The specialized documentation of the library is determined based on the LCAO Department’s course offerings and research. Currently, the library houses about 80,000 materials, including monographs and periodicals.

The Korean Studies collection

The Korean Studies collection began with the establishment of Université Paris Diderot in 1970. It was based on the personal collection of Professor Li Ogg before being fully integrated as part of Bibliothèque LCAO in 1992. Thanks to various exchanges and support from the South Korean government and other Korean institutions in the succeeding years, the collection has grown to contain a range of materials. The library continues to collect quality materials through the Support for Korean Studies Resources program of the Korea Foundation and through support from the National Library of Korea.

As of 2023, the Korean Studies collection contains about 13,659 materials, including books and periodicals in Korean and other languages. It covers a wide range of subjects, including arts, linguistics, history, geography, literature, philosophy, and social politics. In terms of the proportions of materials at Bibliothèque LCAO, Chinese makes up 46%, Japanese 22%, Korean 18%, and Vietnamese 14%. While the Korean collection is smaller than the Chinese or Japanese collections in terms of size, its diversity has made it popular among outside users (especially Korean Studies researchers) as well as students.

The Korean collection has steadily grown over the past 50 years alongside the Korean Studies section. The expansion of the Korean collection is closely related to the increasing interest in Korea in French society and the enrollment status of students at the Department of East Asian Languages and Civilizations (LCAO).

The future of LCAO

The lockdowns imposed due to the Covid 19 pandemic forced university libraries in France to acknowledge the acute need for online access to library materials.

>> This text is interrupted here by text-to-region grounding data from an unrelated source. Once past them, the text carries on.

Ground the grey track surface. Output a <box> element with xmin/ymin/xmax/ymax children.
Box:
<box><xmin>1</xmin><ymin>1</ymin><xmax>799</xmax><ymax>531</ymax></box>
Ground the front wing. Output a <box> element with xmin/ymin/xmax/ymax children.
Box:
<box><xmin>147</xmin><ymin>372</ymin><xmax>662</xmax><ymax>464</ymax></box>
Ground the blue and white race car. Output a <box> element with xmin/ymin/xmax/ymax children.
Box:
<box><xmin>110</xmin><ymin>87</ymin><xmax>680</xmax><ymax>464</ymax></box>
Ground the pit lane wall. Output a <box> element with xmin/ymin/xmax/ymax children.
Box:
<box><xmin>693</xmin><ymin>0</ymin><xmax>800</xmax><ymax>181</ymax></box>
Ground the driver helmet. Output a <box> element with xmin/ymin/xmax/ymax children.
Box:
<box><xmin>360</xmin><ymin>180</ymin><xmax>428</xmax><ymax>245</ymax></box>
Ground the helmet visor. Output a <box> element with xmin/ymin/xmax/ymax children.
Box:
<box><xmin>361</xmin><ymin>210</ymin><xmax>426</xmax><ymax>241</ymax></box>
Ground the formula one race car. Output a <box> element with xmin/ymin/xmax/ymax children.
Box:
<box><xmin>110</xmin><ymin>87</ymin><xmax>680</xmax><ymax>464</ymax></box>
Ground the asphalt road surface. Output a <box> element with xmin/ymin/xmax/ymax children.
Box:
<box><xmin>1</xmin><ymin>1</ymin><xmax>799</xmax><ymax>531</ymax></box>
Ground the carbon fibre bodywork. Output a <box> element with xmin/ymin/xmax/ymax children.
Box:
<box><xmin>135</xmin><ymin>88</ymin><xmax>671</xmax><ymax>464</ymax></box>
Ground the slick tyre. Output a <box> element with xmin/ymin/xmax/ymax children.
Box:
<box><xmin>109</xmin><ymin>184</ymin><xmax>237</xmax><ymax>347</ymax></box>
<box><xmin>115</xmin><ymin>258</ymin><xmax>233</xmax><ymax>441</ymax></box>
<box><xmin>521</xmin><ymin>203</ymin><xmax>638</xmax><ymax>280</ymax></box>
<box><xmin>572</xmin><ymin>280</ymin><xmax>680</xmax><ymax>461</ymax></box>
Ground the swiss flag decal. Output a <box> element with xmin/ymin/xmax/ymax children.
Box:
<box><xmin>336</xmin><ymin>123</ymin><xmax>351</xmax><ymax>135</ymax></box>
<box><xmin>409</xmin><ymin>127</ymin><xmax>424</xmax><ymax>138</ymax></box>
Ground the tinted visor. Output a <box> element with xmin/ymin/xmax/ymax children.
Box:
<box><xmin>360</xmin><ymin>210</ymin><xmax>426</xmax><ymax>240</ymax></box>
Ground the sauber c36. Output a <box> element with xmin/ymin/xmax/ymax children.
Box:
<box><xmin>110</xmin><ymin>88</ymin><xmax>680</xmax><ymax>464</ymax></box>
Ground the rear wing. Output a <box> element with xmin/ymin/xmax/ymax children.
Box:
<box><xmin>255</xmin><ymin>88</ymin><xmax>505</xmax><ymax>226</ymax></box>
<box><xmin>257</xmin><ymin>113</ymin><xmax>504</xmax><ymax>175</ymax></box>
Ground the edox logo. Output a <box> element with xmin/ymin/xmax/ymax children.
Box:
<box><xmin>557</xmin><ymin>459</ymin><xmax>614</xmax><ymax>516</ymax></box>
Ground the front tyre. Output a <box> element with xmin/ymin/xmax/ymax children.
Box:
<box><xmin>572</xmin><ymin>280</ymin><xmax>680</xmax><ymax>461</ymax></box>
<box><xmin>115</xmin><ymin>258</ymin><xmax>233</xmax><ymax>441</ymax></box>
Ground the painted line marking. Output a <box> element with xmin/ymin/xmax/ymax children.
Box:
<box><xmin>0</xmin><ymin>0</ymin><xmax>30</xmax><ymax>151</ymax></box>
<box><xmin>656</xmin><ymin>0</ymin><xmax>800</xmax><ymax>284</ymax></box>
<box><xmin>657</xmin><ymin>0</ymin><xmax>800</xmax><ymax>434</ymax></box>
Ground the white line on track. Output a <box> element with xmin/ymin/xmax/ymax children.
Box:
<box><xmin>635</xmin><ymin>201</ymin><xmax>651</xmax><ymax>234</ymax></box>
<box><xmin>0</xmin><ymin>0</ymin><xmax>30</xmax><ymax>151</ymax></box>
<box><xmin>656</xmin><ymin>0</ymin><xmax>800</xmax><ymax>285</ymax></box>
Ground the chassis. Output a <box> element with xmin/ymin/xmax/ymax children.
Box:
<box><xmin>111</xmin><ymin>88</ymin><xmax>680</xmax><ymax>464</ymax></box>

In the early stages of the pandemic, no Korean Studies program at a tertiary institution in France, including Université Paris Cité, maintained subscriptions to e-resources. Fortunately, however, the merger of universities that coincided with the pandemic allowed budgets for e-resources (projet "ReDoN" Ressources documentaires numériques) to be allotted to the libraries in the Faculty of Humanities and Social Sciences. As a result, Bibliothèque LCAO came to acquire e-resources related to Korean Studies. Beginning in 2021, the university subscribed to BookRail (a Korean e-books service) and DBpia (Korean academic journal database).

In addition, the library began to receive subsidies in 2023 for subscriptions to DBpia and KyoboScholar through the Support for Korean Studies Resources program of the Korea Foundation. Thanks to this program, Bibliothèque LCAO has become a major library in France with e-resources on Korea.

While the pandemic provided the library with an opportunity to acquire electronic Korean resources, sustaining this acquisition remains a challenge for the future, as an East Asian research library in France.

It is hoped that Bibliothèque LCAO will be able to continue to grow by providing researchers with quality Korean resources, both electronic and printed, and bring greater diversity to the Korean collection.